LendEDU commissioned the survey of 1,000 U.S. adults with a mortgage from survey platform Pollfish. Pollfish conducted the survey online on August 21, 2020. Among survey respondents, 94 percent became homeowners before March 2020 when the pandemic started making an impact in the U.S. The remaining 6 percent became homeowners with a mortgage during the pandemic, in March or later. Among this latter, limited group of 60 or so respondents, 72 percent said the pandemic played a role in them becoming a homeowner with the help of a mortgage — largely due to low mortgage rates.
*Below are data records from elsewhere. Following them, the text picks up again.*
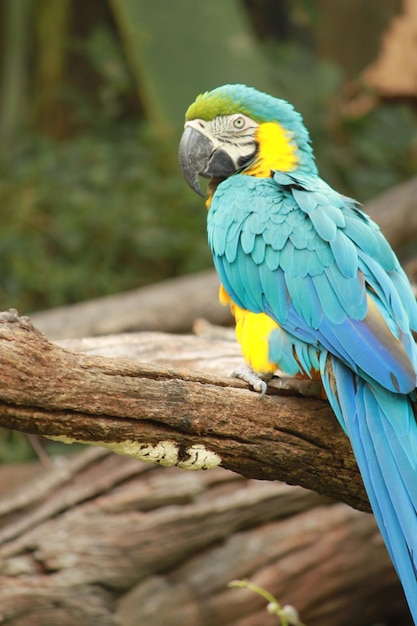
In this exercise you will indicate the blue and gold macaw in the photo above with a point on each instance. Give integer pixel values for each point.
(315, 289)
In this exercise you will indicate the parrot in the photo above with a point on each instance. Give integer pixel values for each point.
(315, 288)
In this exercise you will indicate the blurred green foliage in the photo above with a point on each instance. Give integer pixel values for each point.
(96, 214)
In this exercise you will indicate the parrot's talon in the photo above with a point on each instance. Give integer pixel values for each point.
(251, 378)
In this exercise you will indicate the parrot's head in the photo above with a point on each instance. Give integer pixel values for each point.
(235, 128)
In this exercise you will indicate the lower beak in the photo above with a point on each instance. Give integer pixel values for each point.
(194, 153)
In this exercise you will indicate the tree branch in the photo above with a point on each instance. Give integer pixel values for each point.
(172, 415)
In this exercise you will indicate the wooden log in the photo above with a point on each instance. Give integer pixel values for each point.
(173, 305)
(104, 540)
(171, 415)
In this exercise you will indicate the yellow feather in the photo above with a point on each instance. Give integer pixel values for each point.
(276, 151)
(252, 333)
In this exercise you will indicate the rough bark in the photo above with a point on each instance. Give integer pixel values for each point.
(104, 540)
(173, 415)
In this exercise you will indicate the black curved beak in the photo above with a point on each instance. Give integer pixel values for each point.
(198, 157)
(194, 153)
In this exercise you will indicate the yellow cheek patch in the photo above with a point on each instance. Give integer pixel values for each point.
(276, 151)
(252, 332)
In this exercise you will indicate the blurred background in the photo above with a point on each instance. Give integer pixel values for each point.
(92, 100)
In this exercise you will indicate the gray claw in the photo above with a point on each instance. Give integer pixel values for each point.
(253, 380)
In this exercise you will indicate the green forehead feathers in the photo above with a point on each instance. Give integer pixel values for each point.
(230, 99)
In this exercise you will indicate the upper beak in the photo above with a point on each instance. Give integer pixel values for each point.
(194, 153)
(199, 156)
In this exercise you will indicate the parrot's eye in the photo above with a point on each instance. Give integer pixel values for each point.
(239, 122)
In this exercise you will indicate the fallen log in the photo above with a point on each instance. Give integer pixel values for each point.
(172, 415)
(99, 539)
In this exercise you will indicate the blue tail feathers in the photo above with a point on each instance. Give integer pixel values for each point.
(382, 428)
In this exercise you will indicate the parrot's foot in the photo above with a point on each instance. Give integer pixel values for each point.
(257, 382)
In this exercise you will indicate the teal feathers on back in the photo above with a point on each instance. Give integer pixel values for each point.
(287, 245)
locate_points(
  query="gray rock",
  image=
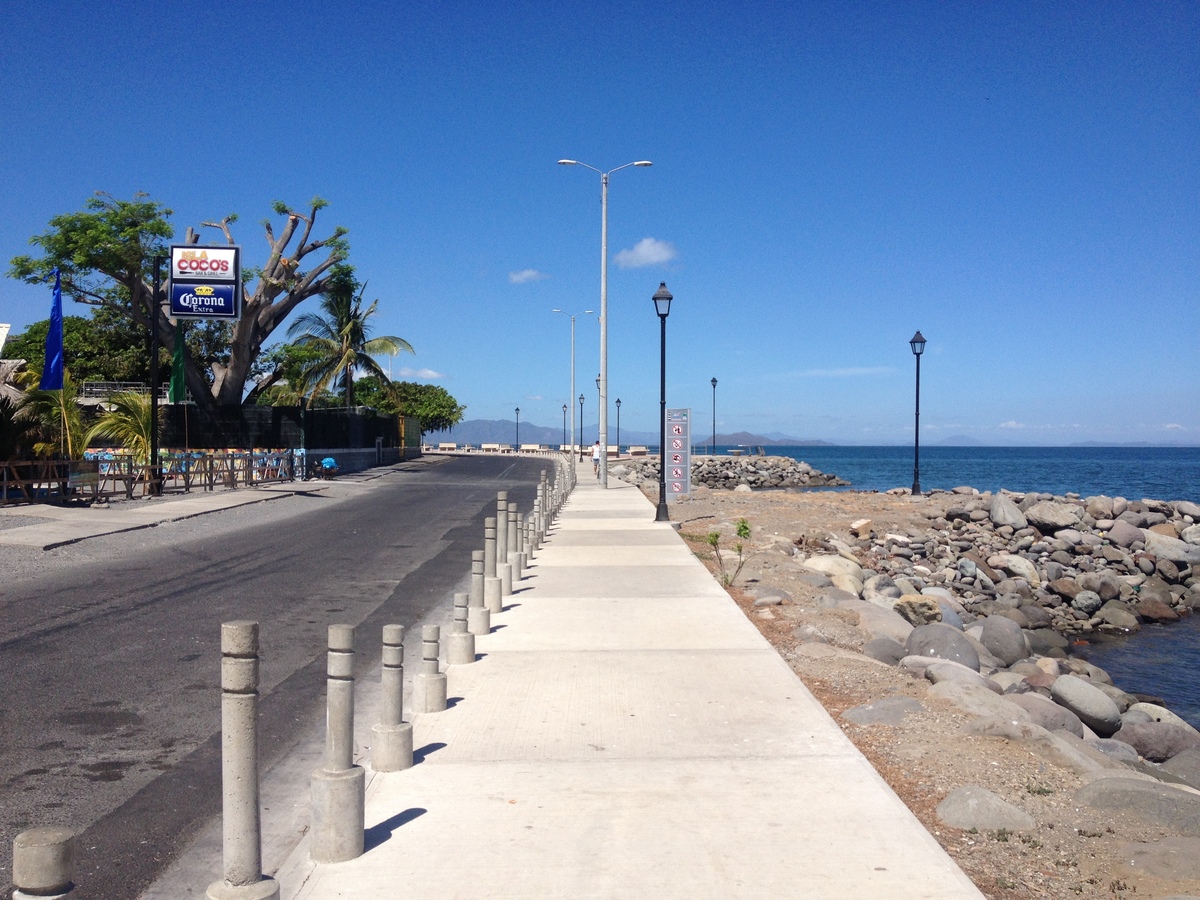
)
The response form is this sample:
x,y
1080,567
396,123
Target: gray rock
x,y
1091,705
1171,858
973,807
885,649
1049,516
1123,534
943,642
1005,640
1047,713
888,711
1087,603
1116,750
1158,742
1005,513
1171,807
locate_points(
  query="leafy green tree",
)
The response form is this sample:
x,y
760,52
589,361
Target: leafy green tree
x,y
341,337
433,406
126,420
106,256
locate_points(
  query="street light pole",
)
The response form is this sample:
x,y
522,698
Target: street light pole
x,y
618,427
604,306
663,307
918,347
586,312
713,448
But it turns out that the pandemic giveth and the pandemic taketh away. Among this same group, 55 percent of respondents said they regretted becoming a homeowner during the pandemic. Financial reasons were the top source of their regret (30 percent), followed by “social/life reasons” (10 percent), lack of preparation for homeownership (7 percent) and “other” (8 percent). Monthly mortgage payments average $1,030 nationwide, LendEDU said, citing LendingTree data.
Just under half of these new homeowners (46 percent) said they were struggling to repay their mortgage each month during the pandemic with 23 percent saying they or their co-borrower had lost their job and 18 percent saying the pandemic-induced recession was the cause of their financial struggles. Among pre-coronavirus homeowners, 40 percent said they were struggling to repay their mortgage each month (20 percent because of the recession, 16 percent because of job loss and 4 percent “other”).
The same share of new homeowners who said they were struggling to repay their mortgage said they had entered into some kind of forbearance agreement with their lender: 46 percent. Among pre-coronavirus homeowners, that figure was 30 percent.
For 22 percent of respondents that have entered into a forbearance agreement, that agreement runs out within the next 30 days. For 30 percent of those respondents, the agreement ends in the next 31 to 60 days, and for 27 percent, it runs out in the next 61 to 90 days.
Of those that had entered into a forbearance agreement, 54 percent said they had nonetheless seen their credit score improperly dinged due to a missed or insufficient payment.
“While this is never a welcomed experience, we did find that 60 percent of respondents have already resolved the credit dispute, while 10 percent are currently in contact with either their mortgage lender or credit bureau to resolve the issue. 29 percent indicated nothing has been resolved yet,” LendEDU’s report said.
Just over a quarter of overall respondents, 26 percent, said they had refinanced their mortgage during the pandemic (41 percent of new homeowners and 25 percent of pre-coronavirus homeowners) and 90 percent of respondents were able to receive a lower interest rate after the refinance. For those that hadn’t refinanced, the top reason was that they had never considered it (44 percent), followed by wanting to keep building credit (23 percent).